Imagine the scene: you see a bloke sprinting down the street past you, clutching a handbag he's just swiped from an elderly lady. You get a good look at his face, but would you be able to accurately describe it in detail to a police sketch artist?
It'd be even harder if you had merely met the man and not realised he was a crim at the time.
Photofit drawings are only about nine per cent accurate according to one study. And their digital counterparts are generally poorer quality too, with only five per cent accuracy.
When Nic was in the office, I had no interaction with him but I remember noticing him around the office.
We often have people come in to survey the building, so I didn't think anything of it.
I was so shocked when I found out what was going on – I didn't feel like I had any memory of his face at all.
As Nelson and I got started with the drawing, I was able to piece it together a little bit. I had no idea about his eye colour, but remembered that his hair was blond and tousled.

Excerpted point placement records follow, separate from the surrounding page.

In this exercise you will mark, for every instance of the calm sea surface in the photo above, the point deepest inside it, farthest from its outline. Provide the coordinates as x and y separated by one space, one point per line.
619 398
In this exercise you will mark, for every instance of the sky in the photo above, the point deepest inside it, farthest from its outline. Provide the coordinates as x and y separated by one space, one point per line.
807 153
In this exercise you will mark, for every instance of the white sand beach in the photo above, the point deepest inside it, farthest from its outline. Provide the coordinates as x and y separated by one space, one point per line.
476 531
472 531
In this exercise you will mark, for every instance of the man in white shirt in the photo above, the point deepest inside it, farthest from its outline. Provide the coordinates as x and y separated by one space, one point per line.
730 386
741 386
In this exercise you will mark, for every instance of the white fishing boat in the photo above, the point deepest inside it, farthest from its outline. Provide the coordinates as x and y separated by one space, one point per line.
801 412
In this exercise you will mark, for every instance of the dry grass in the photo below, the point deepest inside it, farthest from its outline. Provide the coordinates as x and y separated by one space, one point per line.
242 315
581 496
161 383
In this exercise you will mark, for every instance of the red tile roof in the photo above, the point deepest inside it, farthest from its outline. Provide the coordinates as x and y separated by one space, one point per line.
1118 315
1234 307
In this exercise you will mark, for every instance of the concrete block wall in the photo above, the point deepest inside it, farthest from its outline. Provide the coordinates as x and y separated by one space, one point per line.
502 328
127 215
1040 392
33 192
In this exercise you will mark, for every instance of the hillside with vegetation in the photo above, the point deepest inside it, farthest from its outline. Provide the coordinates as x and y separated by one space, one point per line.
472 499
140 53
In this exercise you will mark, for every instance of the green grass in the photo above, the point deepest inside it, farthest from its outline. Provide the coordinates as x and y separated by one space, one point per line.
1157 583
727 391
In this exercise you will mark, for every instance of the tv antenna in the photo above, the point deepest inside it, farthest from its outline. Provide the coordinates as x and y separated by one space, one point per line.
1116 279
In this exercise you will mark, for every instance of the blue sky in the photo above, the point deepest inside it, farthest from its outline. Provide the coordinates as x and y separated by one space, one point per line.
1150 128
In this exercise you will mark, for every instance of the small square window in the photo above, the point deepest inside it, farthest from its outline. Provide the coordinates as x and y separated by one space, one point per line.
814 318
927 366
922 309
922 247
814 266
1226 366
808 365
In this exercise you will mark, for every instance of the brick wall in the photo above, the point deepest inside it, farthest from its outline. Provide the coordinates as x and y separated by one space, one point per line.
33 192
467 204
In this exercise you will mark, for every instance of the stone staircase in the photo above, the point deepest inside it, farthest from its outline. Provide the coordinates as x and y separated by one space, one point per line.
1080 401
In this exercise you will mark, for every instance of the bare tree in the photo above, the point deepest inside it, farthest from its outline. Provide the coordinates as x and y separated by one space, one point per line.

He was a tall, tanned guy of average weight with facial hair wearing a hoodie. When I saw what he actually looked like, I couldn't help but laugh. I was way off, but I was the only one to get his hoodie right!
Despite chatting to Nic for around five minutes, I couldn't remember what he looked like.
It's hard to remember someone without having a reason to. It wasn't like he committed a crime – he was a lovely guy who we thought was fixing the air con!
All I could remember was how I thought he was skinny with boyish features and well-groomed blond hair. I remember he had bright blue eyes.
When I was trying to describe Nic to Nelson, I felt the pressure to be helpful. The more I thought about his features, the more confused I became.
When I saw a picture of what he actually looked like, I could see that I had some details right, but my drawing made him look younger and more clean-cut than he really was.
I saw Nic chat to a few people in the office, but I didn't speak to him myself.
I was unsure about describing him at first, but with some prompts from Nelson I was able to jog my memory.
I thought he had dark eyes, either brown or deep hazel, facial hair around his chin and short dishwater-blond hair.
I remembered that he was wearing a dark blue polo shirt. As soon as I saw the photo, I knew I'd made mistakes.
The nose was too thin and he was in a hoodie, but I swear he was in the shirt!
As soon as I found out he was an actor, I knew I was in trouble.
Although I knew I'd seen him and even spoken to him, I had no idea what he looked like.
My whole encounter with Nelson was a complete guess. I thought that Nic might have had dark brown hair, brown eyes and a pale, skinny face. Most handymen wear polo shirts, so I guessed that he was wearing one.
I knew my sketch would be way off and I was right. Nic looked completely different! My sketch even looked like another member in our team.
"When I saw how the witnesses had described me in the drawings, I was pretty blown away by how different they all were – and that none of them actually looked too much like me.
I don't have any inkling to commit a crime in real life, but now I know if I did, I don't have to be too worried about anyone seeing me!"